| O LENGALENGA DA CLASSE A |
Em cada gesto simples dos nossos dias o cobertor frio, tecido de gritos de dor de escravidão viva, bem viva, cobre a gente.
Pesado, acoberta pelo costume, faz de conta que tudo corre bem, feito rio limpo, feito coisa rara.
A maneira como a pessoa comum classe média, média alta, simplesmente alta, altíssima se dirige a outra pessoa comum, classe média, média baixa, simplesmente baixa, baixíssima se expressa banalmente aristocrática.
Assim sempre foi pra nós, filhos da colonização estupradora de índias, com a escravidão estupradora de negras arrancadas de outras terras, com o exílio estuprador de brancas e mestiças de além mar.
O caixa eletrônico quebra com o cartão do senhor dentro e ele berra, plenos pulmões, todo palavrão que conhece.
Sigo acuada na fila, ouvindo todo aquele espalhafato machista, matéria-prima dos nossos melhores palavrões – que eu também uso –, sofrendo porque não tenho palavra outra que expresse o sentido, que já é outro, claro, mas que quando brada o senhor do caixa eletrônico parecem ter só o sentido original mesmo.
O senhor classe A chuta a máquina e grita loucamente com um funcionário. Gritos de senhor pra escravo.
Ele saiu da área dos caixas eletrônicos e entrou na agência propriamente dita e agora tenho medo, ele marcha rápido, dedo em riste, imagino que possa dar um murro no cara do caixa.
Deixa ele pra lá, vamos pra outra cena!
O produto está vencido e a senhora classe A grita.
Com a moça do caixa, claro.
Outra berrou outro dia “quem vai juntar as cem laranjas que eu pedi? Não tem um funcionário que preste nessa merda?!”.
Cem laranjas.
Esse dia foi bom, os três funcionários que estavam por perto se olhavam rindo, com cara de “eu que não vou”, e um, o mais novato, acabou indo, puto da vida e sem disfarçar. Naqueles risos, pequenas vitórias.

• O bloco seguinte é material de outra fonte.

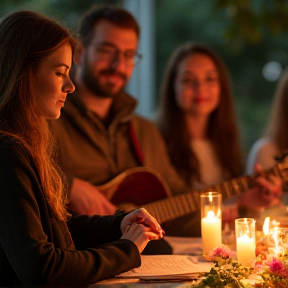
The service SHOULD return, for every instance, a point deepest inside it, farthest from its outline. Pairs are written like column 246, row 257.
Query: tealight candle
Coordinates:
column 211, row 221
column 245, row 241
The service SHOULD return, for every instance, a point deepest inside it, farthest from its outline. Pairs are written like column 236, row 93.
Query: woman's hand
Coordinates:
column 267, row 192
column 140, row 227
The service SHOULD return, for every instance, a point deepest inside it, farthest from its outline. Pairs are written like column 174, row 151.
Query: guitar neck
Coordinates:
column 179, row 205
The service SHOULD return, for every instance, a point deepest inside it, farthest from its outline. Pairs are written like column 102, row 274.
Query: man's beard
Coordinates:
column 94, row 85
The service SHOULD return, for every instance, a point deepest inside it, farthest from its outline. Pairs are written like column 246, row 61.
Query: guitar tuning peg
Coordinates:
column 280, row 159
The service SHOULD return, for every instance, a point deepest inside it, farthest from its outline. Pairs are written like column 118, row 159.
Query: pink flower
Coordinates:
column 276, row 266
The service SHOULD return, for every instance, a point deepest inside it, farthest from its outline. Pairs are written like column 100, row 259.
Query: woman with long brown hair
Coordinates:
column 275, row 139
column 197, row 117
column 198, row 123
column 41, row 243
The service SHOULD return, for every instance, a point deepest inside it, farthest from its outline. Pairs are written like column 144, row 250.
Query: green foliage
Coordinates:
column 246, row 33
column 227, row 276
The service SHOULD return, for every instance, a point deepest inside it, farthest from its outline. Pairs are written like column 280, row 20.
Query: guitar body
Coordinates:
column 139, row 186
column 142, row 186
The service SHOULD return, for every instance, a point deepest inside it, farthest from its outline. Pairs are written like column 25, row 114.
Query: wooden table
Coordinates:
column 180, row 246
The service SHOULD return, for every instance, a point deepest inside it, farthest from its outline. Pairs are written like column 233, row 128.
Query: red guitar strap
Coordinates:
column 135, row 143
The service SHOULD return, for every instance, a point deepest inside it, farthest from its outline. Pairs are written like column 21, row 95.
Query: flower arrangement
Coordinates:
column 226, row 272
column 229, row 273
column 275, row 272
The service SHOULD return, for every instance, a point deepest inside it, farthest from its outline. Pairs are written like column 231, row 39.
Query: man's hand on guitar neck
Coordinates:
column 267, row 192
column 86, row 199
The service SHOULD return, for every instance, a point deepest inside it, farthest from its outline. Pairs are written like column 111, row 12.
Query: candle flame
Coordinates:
column 210, row 214
column 210, row 197
column 266, row 226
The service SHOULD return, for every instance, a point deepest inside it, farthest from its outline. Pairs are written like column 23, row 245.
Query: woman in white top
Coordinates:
column 198, row 122
column 275, row 140
column 197, row 117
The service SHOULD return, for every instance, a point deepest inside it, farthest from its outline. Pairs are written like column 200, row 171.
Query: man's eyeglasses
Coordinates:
column 111, row 53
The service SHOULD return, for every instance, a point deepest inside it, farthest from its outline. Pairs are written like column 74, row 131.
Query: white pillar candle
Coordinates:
column 246, row 250
column 211, row 232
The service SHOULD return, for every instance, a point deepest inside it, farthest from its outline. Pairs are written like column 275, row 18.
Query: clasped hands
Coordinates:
column 266, row 193
column 140, row 227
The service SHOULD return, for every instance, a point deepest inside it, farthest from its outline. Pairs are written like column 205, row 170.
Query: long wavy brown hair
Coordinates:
column 222, row 127
column 277, row 128
column 26, row 39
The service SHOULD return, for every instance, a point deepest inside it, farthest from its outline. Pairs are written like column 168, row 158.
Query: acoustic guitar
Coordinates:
column 142, row 186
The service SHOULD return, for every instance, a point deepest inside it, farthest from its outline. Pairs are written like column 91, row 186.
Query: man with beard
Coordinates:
column 98, row 134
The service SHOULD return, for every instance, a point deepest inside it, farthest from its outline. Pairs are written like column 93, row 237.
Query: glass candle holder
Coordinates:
column 211, row 221
column 245, row 241
column 277, row 241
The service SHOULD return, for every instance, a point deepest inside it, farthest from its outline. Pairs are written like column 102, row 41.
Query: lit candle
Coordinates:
column 245, row 241
column 266, row 226
column 211, row 232
column 246, row 250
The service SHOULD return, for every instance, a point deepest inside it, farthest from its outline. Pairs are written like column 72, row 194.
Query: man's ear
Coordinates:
column 78, row 53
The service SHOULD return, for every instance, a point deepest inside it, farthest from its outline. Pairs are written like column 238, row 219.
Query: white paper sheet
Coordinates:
column 167, row 267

O garçom, esse aí, nem um olho no olho na hora do pedido.
Sinto uma boa agonia quando vou a um restaurante e o garçom vem fazer meu prato. Se quero repetir, espero um vacilo deles pra fazer sozinha.
E aí, quando algum deles vê a cena bizarra, da cliente fazendo o próprio prato, corre desesperado, como medo de levar uma chamada, ser multado, sei lá, perder o emprego, porque não serviu o segundo prato da madame gulosa.
Chegou no prédio, senhora? Precisa nem pegar chave pra abrir portão, um funcionário faz isso por você.
Tem também o enigma das pessoas mais velhas e mais pobres, que chamam os mais novos e mais ricos que elas por “senhor” e “senhora”. O pedreiro que não recebe bom dia, o porteiro que também não recebe, mas recebe ordens de receber encomendas, entregar chaves pro sobrinho, consertar o cano por 10 reais.
O outro já passa de cabeça baixa mesmo e até leva susto quando recebe um bom dia, pensa às vezes que é cantada.
O outro não dá bom dia pra mulher, o marido pensa que é cantada.
A bandeja de cafezinho tem do lado dela aqueles cones pra depositar o copinho descartável, do menor e também do maior, mas eles estão vazios. Os copos sujos estão todos nas bandejas, esperando que alguém venha tirá-los dali e também lavar a bandeja, que está imunda.
A criança classe A cresce com o almoço servido, saindo da mesa correndo, deixando os pratos lá. Algum subalterno vai resolver. A roupa aparece lavada e passada e dobrada, por ação de geração espontânea.
Coisa linda, sobrenatural.
Vai pra Europa e lá aprende a lavar pratos. Mas esquece rápido quando volta.
Quando cresce e vai morar só, esbraveja, porque o serviço da empregada “está muito caro” e ele não pode pagar.
Limpar sua própria sujeira, catar suas próprias laranjas é um triste fim no país da escravidão.